Dolo eventual: Uma herança autoritária incompatível com o Estado de Direito
O dolo eventual é uma ficção jurídica. Defendo sua extinção e a adoção de uma imputação técnico-constitucional fundada na vontade e nos caracteres significativos da ação.
terça-feira, 20 de maio de 2025
Atualizado às 10:39
O dolo eventual, tal como consagrado na dogmática penal brasileira, é uma ficção jurídica. Em vez de esclarecer, confunde. Em vez de garantir, fragiliza. Em minha obra Sobre a Estrutura do Dolo e da Imprudência, sustento que sua permanência compromete o princípio da legalidade e permite a expansão arbitrária do poder punitivo, chancelando o estereótipo de Estado policialesco.

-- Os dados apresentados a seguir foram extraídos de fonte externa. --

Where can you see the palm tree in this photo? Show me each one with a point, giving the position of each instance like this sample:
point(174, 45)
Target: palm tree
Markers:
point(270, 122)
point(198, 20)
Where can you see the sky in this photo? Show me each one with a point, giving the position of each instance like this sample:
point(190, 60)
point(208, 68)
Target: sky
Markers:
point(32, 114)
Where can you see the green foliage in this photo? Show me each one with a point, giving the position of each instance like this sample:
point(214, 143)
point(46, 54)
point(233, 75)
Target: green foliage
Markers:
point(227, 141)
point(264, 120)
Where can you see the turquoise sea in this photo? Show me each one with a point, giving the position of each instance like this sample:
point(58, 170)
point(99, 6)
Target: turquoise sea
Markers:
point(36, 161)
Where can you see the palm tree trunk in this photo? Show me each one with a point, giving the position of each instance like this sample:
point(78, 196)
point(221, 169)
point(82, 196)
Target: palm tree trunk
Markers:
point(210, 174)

O art. 18, inciso I, do CP brasileiro prevê que o crime doloso pode ocorrer quando o agente, mesmo sem querer o resultado, assume o risco de produzi-lo. Essa formulação ambígua cria um paradoxo: permite punir como dolosa uma conduta que não foi, em sentido estrito, orientada pela vontade de realizar o tipo penal. O resultado típico, nesse contexto, não foi desejado pelo agente. Ainda assim, a imputação se faz como se houvesse dolo.
Esse é o cerne da crítica: o dolo, na tradição do Direito Penal moderno, é categoria ligada à vontade, à previsão, ao conhecimento e à decisão. Dizer que alguém agiu com dolo é dizer que sua ação teve como finalidade a realização do tipo penal. O dolo eventual rompe com essa estrutura, ao permitir imputações baseadas em previsões genéricas, percepções subjetivas e construções retroativas da vontade. Isso subverte a lógica do Estado de Direito, transformando o julgador em intérprete da mente alheia, sem critérios objetivos verificáveis.

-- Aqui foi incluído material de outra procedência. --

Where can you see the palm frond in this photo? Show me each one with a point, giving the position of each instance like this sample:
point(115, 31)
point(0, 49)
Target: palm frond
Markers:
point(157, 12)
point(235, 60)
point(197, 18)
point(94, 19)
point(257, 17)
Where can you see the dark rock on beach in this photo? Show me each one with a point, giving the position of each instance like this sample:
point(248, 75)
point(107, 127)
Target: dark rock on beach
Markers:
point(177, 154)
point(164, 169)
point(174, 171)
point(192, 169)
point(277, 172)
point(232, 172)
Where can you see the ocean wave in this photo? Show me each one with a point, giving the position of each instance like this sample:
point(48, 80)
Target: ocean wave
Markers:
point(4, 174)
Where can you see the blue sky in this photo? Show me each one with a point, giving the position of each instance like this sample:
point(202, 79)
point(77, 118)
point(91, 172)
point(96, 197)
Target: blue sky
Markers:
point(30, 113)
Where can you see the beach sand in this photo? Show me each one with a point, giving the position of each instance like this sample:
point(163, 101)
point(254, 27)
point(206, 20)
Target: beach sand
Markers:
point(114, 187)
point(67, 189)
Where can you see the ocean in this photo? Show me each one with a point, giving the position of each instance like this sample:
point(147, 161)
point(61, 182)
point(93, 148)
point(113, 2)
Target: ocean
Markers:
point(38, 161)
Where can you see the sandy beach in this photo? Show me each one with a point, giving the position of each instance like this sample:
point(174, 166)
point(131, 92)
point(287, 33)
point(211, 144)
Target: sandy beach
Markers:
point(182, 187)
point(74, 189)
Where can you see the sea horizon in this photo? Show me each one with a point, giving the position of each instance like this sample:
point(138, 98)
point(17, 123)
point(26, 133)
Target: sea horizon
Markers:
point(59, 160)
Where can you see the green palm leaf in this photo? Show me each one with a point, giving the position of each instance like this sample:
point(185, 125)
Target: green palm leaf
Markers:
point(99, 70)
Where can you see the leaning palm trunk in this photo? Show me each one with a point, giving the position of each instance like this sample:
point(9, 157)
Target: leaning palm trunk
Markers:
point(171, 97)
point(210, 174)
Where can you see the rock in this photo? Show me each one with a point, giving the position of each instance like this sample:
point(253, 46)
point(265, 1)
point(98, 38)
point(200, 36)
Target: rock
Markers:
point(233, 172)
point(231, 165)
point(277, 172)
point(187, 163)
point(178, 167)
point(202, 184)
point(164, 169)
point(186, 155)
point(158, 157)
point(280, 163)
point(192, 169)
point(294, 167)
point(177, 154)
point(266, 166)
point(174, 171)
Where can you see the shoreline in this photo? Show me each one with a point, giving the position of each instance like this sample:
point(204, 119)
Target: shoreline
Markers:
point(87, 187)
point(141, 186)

A origem histórica do dolo eventual no Brasil também merece atenção. A figura foi importada do Código Rocco, elaborado sob o regime fascista italiano e introduzida silenciosamente no CP de 1940, durante o Estado Novo. Essa genealogia autoritária não é detalhe irrelevante: ela explica por que a presunção de culpabilidade e a fluidez conceitual estão embutidas na própria estrutura do dolo eventual. Trata-se de um dispositivo que resiste à racionalidade constitucional e que, por isso, permanece incompatível com a matriz democrática do Estado de Direito.
O chamado paradoxo de Hungria ilustra bem o problema: ao admitir a punição por dolo mesmo sem intenção, o sistema inverte o ônus da prova e impõe ao acusado a tarefa de demonstrar que não quis o resultado - uma prova impossível. Tal presunção ofende diretamente os princípios da legalidade, da culpabilidade e da presunção de inocência.
A permanência do dolo eventual também se justifica, na prática, por um desconforto dogmático: diante de fatos trágicos, há quem recorra a essa figura como meio de ampliar a resposta penal sem reformar os critérios da imputação. Mas essa solução aparente escapa ao dever de coerência normativa. O Direito Penal não pode ser regido por indignações morais ou simbolismos punitivos. Seu compromisso deve ser com a legalidade, com o rigor técnico e com o respeito às garantias constitucionais.
A aplicação do dolo eventual tem servido, em diversas decisões judiciais, como meio de ampliar o espaço da imputação dolosa a condutas nitidamente imprudentes conscientes. Em vez de apurar com rigor técnico os elementos da ação, recorre-se à ficção do risco assumido para preencher lacunas probatórias. Esse expediente permite antecipar juízos de valor e contornar os limites do tipo penal, comprometendo as garantias processuais e produzindo insegurança jurídica.
A teoria significativa da imputação propõe a extinção do dolo eventual e sua substituição por uma classificação técnico-constitucional da imprudência consciente, em três níveis: gravíssima, grave e leve. Cada nível corresponde ao grau de violação do dever de cuidado assumido pelo agente e à intensidade do risco tolerado. Essa estrutura evita subjetivismos e permite respostas proporcionais, verificáveis e compatíveis com a CF/88.
Além disso, a teoria substitui critérios psicológicos por critérios linguísticos e normativos. O primeiro quesito significativo, por exemplo, conforme menciono em Sobre a Estrutura do Dolo e da Imprudência, formula-se nos seguintes termos: o agente agiu com vontade de obter o resultado advindo? Se a resposta for negativa, não há falar em dolo, e deve-se investigar a presença de imprudência consciente e classificá-la conforme os demais caracteres significativos verificados.
Punir alguém com base em suposições sobre o que teria aceitado ou previsto, sem que se verifique a vontade de obter o resultado, e os demais caracteres significativos, é subverter a lógica do Direito Penal garantista. O dolo eventual não é apenas tecnicamente deficiente: é incompatível com os fundamentos constitucionais da imputação penal e com os critérios normativos exigidos por um Estado Democrático de Direito.